64.      Au sujet du déficit d’usage, l’Administrateur réfère au témoignage du Bénéficiaire à l’effet que son seul problème avec le système de ventilation était un peu de givre dans les fenêtres en hiver.

65.      Selon le  Bénéficiaire,  l’inspecteur-conciliateur de l’Administrateur qui a rendu la décision en qualifiant le système de ventilation dans son condo comme étant entaché d’un   vice caché,  s’est trompée.  Selon lui, elle aurait dû rejeter sa réclamation et statuer que la problématique n’est pas couverte par le Règlement.

            La non-conformité de l’appareil :

66.      Selon l’Entrepreneur, le système de ventilation est conforme aux normes selon la preuve fournie par l’expert Arsenault.

67.      De plus, il soutient qu’il n’y a aucune preuve que le fonctionnement du système est débalancé. 

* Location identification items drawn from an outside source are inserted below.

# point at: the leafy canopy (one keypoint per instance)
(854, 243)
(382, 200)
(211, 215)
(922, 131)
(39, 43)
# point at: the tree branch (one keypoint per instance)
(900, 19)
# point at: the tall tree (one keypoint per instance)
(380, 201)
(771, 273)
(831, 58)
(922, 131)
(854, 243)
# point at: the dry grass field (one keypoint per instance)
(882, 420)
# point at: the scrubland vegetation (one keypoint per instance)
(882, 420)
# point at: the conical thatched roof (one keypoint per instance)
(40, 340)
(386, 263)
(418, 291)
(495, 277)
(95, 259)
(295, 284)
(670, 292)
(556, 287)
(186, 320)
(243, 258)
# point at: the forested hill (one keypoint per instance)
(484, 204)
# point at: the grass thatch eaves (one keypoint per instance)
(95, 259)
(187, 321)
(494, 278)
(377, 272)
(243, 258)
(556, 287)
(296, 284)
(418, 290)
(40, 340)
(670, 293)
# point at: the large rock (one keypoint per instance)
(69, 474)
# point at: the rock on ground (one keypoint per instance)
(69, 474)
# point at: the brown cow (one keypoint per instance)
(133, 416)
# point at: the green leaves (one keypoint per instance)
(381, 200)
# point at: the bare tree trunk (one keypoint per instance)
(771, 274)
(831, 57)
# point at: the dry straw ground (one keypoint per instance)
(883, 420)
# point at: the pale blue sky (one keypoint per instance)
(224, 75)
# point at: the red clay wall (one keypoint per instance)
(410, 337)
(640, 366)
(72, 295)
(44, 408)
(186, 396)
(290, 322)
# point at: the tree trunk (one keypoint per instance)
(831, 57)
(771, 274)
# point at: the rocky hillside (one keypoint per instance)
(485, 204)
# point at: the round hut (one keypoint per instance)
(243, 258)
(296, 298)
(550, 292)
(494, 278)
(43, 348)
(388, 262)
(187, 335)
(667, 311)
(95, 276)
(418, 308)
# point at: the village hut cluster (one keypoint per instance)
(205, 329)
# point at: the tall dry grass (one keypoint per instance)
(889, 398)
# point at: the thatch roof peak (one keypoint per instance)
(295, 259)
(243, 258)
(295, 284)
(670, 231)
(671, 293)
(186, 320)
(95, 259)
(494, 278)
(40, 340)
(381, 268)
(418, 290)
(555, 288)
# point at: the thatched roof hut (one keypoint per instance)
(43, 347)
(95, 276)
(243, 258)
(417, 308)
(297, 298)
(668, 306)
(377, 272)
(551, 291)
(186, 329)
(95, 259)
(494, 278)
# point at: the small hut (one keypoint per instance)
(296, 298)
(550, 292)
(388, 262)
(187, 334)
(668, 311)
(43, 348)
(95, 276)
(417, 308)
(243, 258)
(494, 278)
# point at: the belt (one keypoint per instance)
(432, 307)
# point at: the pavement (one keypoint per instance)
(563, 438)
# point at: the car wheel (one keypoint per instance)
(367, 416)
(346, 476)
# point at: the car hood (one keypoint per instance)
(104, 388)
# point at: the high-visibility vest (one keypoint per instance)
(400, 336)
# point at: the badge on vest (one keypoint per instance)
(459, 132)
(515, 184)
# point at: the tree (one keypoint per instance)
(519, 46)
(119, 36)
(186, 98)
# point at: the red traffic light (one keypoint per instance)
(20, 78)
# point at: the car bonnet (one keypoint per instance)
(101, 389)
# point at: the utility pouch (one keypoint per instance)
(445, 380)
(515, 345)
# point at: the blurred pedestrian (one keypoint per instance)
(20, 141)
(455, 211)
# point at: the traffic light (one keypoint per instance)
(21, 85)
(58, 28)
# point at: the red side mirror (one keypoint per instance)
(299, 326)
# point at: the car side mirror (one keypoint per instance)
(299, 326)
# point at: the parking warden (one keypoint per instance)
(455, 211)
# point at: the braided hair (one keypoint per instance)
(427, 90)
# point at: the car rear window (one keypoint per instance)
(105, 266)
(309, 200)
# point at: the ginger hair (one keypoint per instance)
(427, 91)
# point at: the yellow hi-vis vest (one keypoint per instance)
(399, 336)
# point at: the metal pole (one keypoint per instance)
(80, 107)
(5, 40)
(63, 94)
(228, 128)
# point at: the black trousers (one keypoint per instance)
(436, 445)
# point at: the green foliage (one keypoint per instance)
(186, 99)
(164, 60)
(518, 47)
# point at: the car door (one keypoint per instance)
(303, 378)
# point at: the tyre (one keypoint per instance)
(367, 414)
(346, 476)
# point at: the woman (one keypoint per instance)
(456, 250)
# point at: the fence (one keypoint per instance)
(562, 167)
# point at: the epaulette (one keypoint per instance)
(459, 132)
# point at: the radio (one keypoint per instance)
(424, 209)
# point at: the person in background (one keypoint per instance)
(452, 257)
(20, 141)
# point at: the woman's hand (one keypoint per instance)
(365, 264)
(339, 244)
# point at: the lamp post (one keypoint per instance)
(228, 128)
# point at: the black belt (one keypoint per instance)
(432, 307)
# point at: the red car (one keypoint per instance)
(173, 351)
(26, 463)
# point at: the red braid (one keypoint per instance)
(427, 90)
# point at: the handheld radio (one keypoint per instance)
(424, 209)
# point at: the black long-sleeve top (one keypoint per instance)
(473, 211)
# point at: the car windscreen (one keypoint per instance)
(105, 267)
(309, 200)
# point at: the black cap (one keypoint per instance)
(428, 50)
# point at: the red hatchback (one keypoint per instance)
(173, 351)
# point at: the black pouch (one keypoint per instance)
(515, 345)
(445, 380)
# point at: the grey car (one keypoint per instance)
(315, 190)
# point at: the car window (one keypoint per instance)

68.      Selon le Bénéficiaire, il s’agit d’une mésentente contractuelle fondée sur l’annexe E, article 10, paragraphe K) du contrat préliminaire  car l’Entrepreneur a fait défaut d’installer un véritable échangeur d’air.  Selon lui, l’appareil Thermo-X-Air doit être utilisé seulement dans une maison d’une superficie minimale de 1 800 pieds carrés.  Ceci est expressément prévu dans la description du produit Thermo-X-Air publiée sur le site d’internet de « Chauffage Yves Gagné 2014 ». Il a déposé une copie de cette description en preuve sous la cote B-8.3 ( sous objection de l’Administrateur). Son condo n’a pas cette superficie minimale de 1 800 pieds carrés.

69.       Selon le Bénéficiaire, l’appareil Thermo-X-Air est un système complémentaire de chauffage.  Il n’aurait jamais dû être installé dans son condo.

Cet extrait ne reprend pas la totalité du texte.